Pascal joined the Film Extras Union to make a cameo appearance in the film, leading a camel.

It was the first Shaw film made in colour, and the last film version of a Shaw play during his lifetime. After Shaw's death in 1950, Pascal produced Androcles and the Lion, another Shaw-derived film, in 1952.

==Reception==
===Box office===
The film was described as a "box office stinker" at the time and almost ended Pascal's career.

According to trade papers, the film was a "notable box office attraction" at British cinemas. Variety estimated in October 1946 that it was expected to gross £350,000 ($1.4 million) in the United Kingdom. According to Kinematograph Weekly, the top British box-office draw for 1946 was The Wicked Lady.

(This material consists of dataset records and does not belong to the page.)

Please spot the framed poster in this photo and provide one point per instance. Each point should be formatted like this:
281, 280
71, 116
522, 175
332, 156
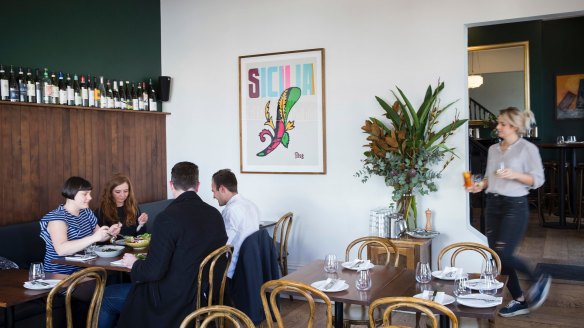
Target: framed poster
570, 96
282, 112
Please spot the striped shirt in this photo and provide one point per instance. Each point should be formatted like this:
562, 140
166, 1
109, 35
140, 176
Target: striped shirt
77, 227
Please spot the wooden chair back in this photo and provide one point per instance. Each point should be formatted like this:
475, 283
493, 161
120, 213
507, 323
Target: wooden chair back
457, 248
208, 266
281, 233
96, 274
207, 315
363, 242
308, 292
389, 304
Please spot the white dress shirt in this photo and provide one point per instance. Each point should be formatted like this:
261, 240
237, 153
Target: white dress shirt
242, 218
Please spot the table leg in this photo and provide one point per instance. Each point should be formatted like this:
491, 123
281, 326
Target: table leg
338, 315
444, 321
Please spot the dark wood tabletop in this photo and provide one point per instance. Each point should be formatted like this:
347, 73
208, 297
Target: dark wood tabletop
103, 262
12, 291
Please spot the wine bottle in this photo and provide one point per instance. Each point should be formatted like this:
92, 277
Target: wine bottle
55, 93
139, 96
38, 86
145, 96
100, 94
84, 93
62, 90
47, 87
13, 85
4, 90
122, 92
116, 93
134, 97
22, 97
91, 91
70, 91
152, 97
30, 87
129, 103
109, 96
77, 99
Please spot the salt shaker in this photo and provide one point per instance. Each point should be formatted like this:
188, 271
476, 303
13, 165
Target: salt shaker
428, 226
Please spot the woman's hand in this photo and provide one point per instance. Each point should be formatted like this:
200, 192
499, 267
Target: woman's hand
143, 219
128, 260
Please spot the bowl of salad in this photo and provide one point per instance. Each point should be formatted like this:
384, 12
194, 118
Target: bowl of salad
139, 241
109, 250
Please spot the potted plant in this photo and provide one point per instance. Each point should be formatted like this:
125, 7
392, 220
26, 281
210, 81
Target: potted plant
409, 154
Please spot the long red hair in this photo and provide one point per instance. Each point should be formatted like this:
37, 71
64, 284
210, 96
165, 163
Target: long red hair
108, 207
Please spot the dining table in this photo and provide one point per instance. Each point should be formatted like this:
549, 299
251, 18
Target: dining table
13, 292
388, 281
563, 149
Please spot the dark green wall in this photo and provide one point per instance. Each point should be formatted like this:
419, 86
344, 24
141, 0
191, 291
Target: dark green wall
555, 47
119, 39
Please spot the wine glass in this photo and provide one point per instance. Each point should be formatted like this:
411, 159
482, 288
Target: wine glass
460, 287
36, 271
330, 263
363, 282
423, 273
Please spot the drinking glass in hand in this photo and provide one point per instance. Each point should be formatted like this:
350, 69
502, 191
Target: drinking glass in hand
330, 263
423, 273
363, 282
461, 285
36, 271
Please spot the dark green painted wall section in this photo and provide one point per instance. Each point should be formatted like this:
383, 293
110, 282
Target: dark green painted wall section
555, 47
119, 39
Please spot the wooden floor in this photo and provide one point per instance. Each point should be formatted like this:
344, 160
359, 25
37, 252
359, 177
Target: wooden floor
563, 308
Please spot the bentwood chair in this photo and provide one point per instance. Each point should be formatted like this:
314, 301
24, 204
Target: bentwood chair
214, 269
93, 275
453, 250
306, 291
281, 233
207, 315
389, 304
357, 314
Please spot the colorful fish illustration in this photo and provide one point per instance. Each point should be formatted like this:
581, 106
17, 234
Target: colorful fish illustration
280, 136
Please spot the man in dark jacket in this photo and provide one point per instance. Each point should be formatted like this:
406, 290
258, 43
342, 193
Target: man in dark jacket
163, 289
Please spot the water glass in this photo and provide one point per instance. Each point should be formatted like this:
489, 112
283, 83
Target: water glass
363, 282
423, 273
36, 271
330, 263
461, 285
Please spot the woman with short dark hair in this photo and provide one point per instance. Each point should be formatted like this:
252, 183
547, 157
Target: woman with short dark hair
72, 226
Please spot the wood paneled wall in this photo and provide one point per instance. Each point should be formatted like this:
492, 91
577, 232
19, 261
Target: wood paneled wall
43, 145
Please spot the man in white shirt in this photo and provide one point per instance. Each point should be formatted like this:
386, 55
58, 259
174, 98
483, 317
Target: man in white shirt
240, 215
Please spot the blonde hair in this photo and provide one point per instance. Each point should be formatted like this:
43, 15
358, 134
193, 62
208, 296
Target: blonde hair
522, 120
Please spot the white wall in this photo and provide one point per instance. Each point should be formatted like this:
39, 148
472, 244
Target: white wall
371, 46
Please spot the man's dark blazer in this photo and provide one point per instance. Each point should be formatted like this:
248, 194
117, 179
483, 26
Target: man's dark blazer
165, 284
257, 263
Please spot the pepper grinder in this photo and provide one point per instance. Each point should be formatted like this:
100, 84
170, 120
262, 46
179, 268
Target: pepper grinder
428, 226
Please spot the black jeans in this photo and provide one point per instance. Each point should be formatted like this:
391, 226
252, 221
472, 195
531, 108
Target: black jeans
506, 221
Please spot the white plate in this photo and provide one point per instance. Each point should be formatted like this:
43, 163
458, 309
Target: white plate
475, 284
362, 266
447, 299
336, 287
475, 300
37, 286
438, 274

United Artists estimated that the film had grossed US$2,500,000 in the United States by October 1946, making it one of the more popular British films ever released there, but the film's receipts fell short of initial expectations.. The estimated gross in the rest of the world was $400,000, including 815,007 admissions in France, giving a total estimated worldwide gross of $4.3 million (£1,075,000).

Variety estimated that Rank lost $3 million (£750,000) (or £ at value) on the film after marketing, distribution, prints, insurance rights, and wages were taken into account. Another account says the loss was even higher at £981,678.